The Space Force Receives Its 'Kobayashi Maru' Space-Tracking System

Photo credit: U.S. Air Force photo by Kathryn Calvert
Photo credit: U.S. Air Force photo by Kathryn Calvert

From Popular Mechanics

  • The Air Force named new software "Kobayashi Maru", designed to monitor man-made objects in space.

  • The program was named after the Kobayashi Maru simulation, a supposedly unwinnable scenario in the Star Trek universe.

  • The software package will replace 40-year-old legacy systems and help tie the Space Force into America’s “Five Eyes” allies.


The U.S. Space Force announced the development of a brand new software package designed to track and monitor objects in space. Dubbed "Kobayashi Maru," the cloud-based program was designed to modernize the way the U.S. Air Force—and now the U.S. Space Force—interoperates in space but with its allies in the “Five Eyes” intelligence sharing alliance.

The package, developed by Silicon Valley-based Palantir Systems, is supposed to simplify the tracking of objects in space. It also provides data streaming and storage technologies for the U.S. Space Force, allowing it to easily access key data on objects circling the Earth. The Air Force in 2019 described it as providing “a real-time data display of high-interest information pertaining to the global space community such as upcoming space launches, potential satellite conjunctions, atmospheric re-entries of objects in space, sensor status, and other pertinent information.”

The Kobayashi Maru is particularly designed to share space data with allies, enhancing “space domain awareness” among all. The Five Eyes alliance, composed of the United States, Canada, United Kingdom, Australia, and New Zealand cooperates on various aspects of intelligence, from human intelligence (spies) to space intelligence, with a goal of sharing the information for use against common adversaries. This new system allows other non-American members of the alliance to access American-gathered space data in a streamlined fashion.

The system is named after the Kobayashi Maru simulation, an exercise all cadets at Star Trek’s fictional Starfleet Academy must participate in.
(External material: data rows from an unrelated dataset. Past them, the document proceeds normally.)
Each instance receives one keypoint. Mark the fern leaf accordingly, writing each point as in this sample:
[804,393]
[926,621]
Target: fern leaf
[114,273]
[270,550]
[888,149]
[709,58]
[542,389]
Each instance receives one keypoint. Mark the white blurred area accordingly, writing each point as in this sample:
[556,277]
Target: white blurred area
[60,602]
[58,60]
The simulation places a starship captain in an unwinnable situation as a test of mettle and testing a captain's ability to in the face of certain death

According to a 2019 article, the Air Force named the program Kobayashi Maru after Kirk’s famous bending of the simulation’s rules. The service felt strongly that the existing software procurement system was too slow and bureaucratic to produce the software it needed. The service wanted to bypass the bureaucracy, bending its own rules, in order to get the new space software up and running.
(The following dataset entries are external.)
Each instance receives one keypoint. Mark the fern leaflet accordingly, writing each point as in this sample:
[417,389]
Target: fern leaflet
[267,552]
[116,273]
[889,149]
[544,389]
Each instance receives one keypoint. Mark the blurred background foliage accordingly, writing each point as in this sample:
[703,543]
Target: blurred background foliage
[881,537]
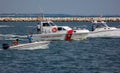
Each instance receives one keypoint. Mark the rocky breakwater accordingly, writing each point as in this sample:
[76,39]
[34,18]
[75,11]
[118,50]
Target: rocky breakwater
[60,19]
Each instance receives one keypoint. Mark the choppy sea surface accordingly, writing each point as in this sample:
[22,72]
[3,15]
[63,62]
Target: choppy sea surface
[93,55]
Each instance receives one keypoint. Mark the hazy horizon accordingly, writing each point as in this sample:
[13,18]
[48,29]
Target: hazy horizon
[76,7]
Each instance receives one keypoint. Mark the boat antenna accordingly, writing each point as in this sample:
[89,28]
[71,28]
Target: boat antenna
[42,16]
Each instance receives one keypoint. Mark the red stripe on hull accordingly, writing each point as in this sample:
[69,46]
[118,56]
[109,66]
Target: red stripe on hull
[69,35]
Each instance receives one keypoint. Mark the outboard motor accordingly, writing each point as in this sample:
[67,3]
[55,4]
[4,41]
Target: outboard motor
[5,46]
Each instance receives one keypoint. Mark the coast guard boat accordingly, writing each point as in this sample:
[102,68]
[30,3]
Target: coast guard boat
[101,29]
[48,30]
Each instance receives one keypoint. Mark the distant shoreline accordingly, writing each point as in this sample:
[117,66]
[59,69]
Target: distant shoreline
[59,19]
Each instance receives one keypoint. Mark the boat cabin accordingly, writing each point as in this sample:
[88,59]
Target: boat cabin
[99,25]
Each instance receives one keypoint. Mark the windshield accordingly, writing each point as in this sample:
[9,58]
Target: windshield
[52,24]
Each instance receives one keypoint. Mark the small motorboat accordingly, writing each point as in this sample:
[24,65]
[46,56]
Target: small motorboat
[101,29]
[30,46]
[50,31]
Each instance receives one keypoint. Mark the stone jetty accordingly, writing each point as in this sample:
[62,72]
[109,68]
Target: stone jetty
[60,19]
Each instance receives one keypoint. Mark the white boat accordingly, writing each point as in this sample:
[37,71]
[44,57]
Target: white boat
[28,46]
[101,29]
[50,31]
The Kobayashi Maru is yet another space pop culture reference for the Air Force/Space Force. The Space Force’s official logo bears a resemblance to the logo of Star Trek’s United Federation of Planets. The Space Force also features a Space Operations Center, or SPOC, which is way too much like “Spock” to be a coincidence.
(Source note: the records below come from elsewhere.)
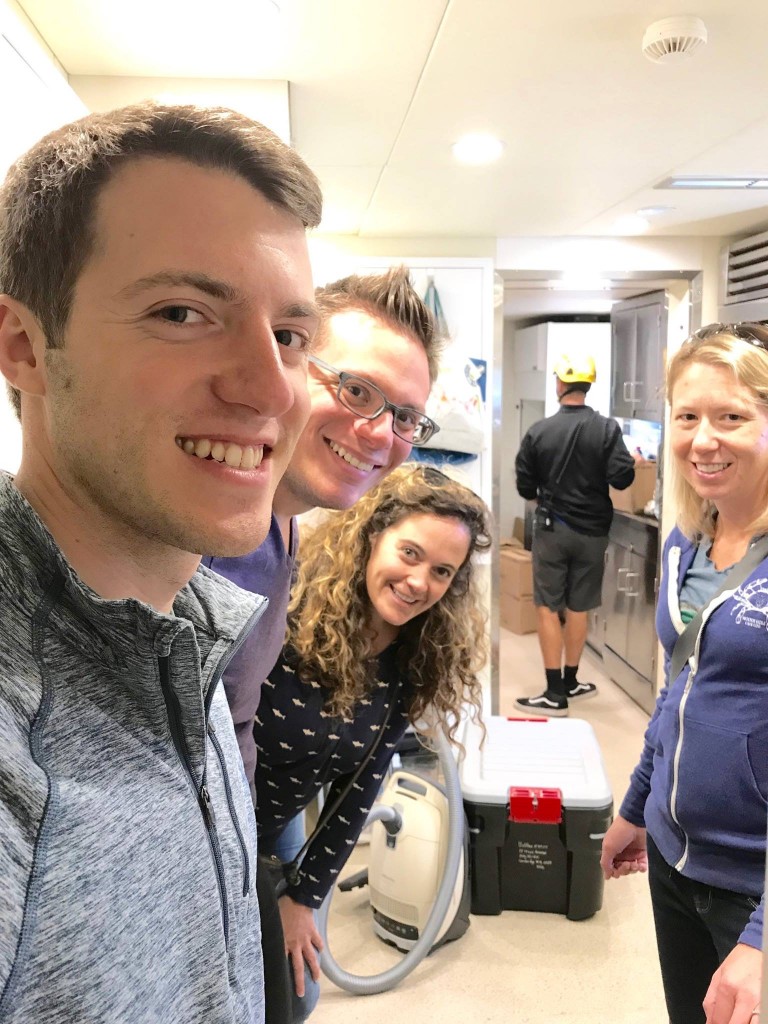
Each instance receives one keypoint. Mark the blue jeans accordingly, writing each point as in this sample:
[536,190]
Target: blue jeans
[696,927]
[286,846]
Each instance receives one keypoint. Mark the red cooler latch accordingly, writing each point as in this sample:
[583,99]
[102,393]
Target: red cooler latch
[529,806]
But Star Trek isn't the only pop culture reference to find a home in the Space Force. The service also has the Kessel Run, a software division named after a smuggling route used by Star Wars’ Millennium Falcon. The Space Force is also developing two software packages named after science fiction video games: Starfox, which “provides accurate and timely radio frequency windows for military, commercial, and mission partners,” and Metroid, a “high-interest event tracker” that provides information on such events across the Department of Defense space community.